I continue to find the ELCA to be a church that takes seriously the words of Jesus, “Wherever you have done this to the least of these, you have done it to me.” (Matthew 25:40) The way so many in the ELCA model how followers of Christ are to care for the sick, the poor, the outcast, the prisoner and the stranger is a challenge to me to be more active in my own work on behalf of others.
This church has educated me on how to care for others in ways that take me out of my usual comfort zone. I have learned to respect the gifts of others, especially the gifts of those whom I think of as needing my help!
I can’t imagine not being in a church body that responds so quickly to the emergency needs of those hit by disasters. These are some of the things that I am most proud of in being part of the ELCA.
The ultimate reason
However, ultimately the reason the ELCA matters to me, the reason I stay with it as my church, is not what the ELCA does.
The world constantly asks all of us, the various church denominations included, to prove our worth through what we do. Are we effective? Are we well organized? Do our programs hit our targeted objectives? Do we do any practical good for others? Have we earned our right to be “at the table” when those with money and fame and power start bestowing their gifts of approval? Have we acquired a good reputation among the leaders that count?
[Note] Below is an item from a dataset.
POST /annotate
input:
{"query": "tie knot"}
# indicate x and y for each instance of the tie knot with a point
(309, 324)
Have we done enough good in all the right places, and are we effectively telling the story of those we are helping?
No, the ELCA matters to me because it continues to proclaim that all our honors and programs and deeds of love and mercy are a response to the overwhelming gift of grace we have been given as a free gift through the crucified one, Jesus Christ.
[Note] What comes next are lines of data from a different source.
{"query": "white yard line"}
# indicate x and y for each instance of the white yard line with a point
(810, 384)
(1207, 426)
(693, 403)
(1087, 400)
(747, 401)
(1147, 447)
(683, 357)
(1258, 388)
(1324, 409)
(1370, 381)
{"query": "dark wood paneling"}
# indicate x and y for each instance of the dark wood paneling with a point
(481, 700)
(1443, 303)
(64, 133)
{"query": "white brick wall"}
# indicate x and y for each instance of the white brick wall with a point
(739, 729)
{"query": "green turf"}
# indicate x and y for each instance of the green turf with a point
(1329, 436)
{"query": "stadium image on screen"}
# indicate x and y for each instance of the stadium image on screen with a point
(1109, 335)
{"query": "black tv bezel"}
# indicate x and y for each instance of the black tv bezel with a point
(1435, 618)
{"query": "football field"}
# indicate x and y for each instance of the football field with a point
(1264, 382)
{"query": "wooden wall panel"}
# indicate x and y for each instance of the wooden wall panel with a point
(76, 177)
The ELCA exists to proclaim that before we fed one hungry child, or tied one quilt for a refugee or welcomed in one outcast, Christ died for us, sinners and enemies of God.
God doesn’t love us because we are good, but the love of God compels us to respond in gratitude and joy, showing God’s love to others around us who have needs we can fill.
The ELCA dares to witness to the gospel by being the body of Christ in all of Christ’s broken, crucified splendor. It is a church of and for the poor in spirit, a church that struggles with what it means to eat and drink with outcasts and sinners as well as with the scribes and Pharisees.
Filling a need
I need to be in the ELCA in order to be confronted with those who are my brothers and sisters in Christ but with whom I have ongoing arguments over matters we both care deeply about.
I need the ELCA to hold me accountable for following Jesus even when I fear he is going to people and places I do not want to go. Being in the ELCA means that even when I think I am right and others are wrong, I still have to repent my fault in perpetuating the brokenness of the church of Jesus Christ.
The ELCA matters to me because through it I hear the voice of Jesus saying to me, to us, “Feed my sheep; feed my lambs.” I do that first and foremost when welcoming others with the words that welcomed me, that “nothing can separate us from the love of God in Christ Jesus our Lord.”
In this challenging time, it may be that only the ELCA could show me the fullness of that promise of God.
Erma Wolf is an ordained pastor seeking a call to an ELCA congregation. She is also part of the adjunct faculty for the Institute of Lutheran Theology.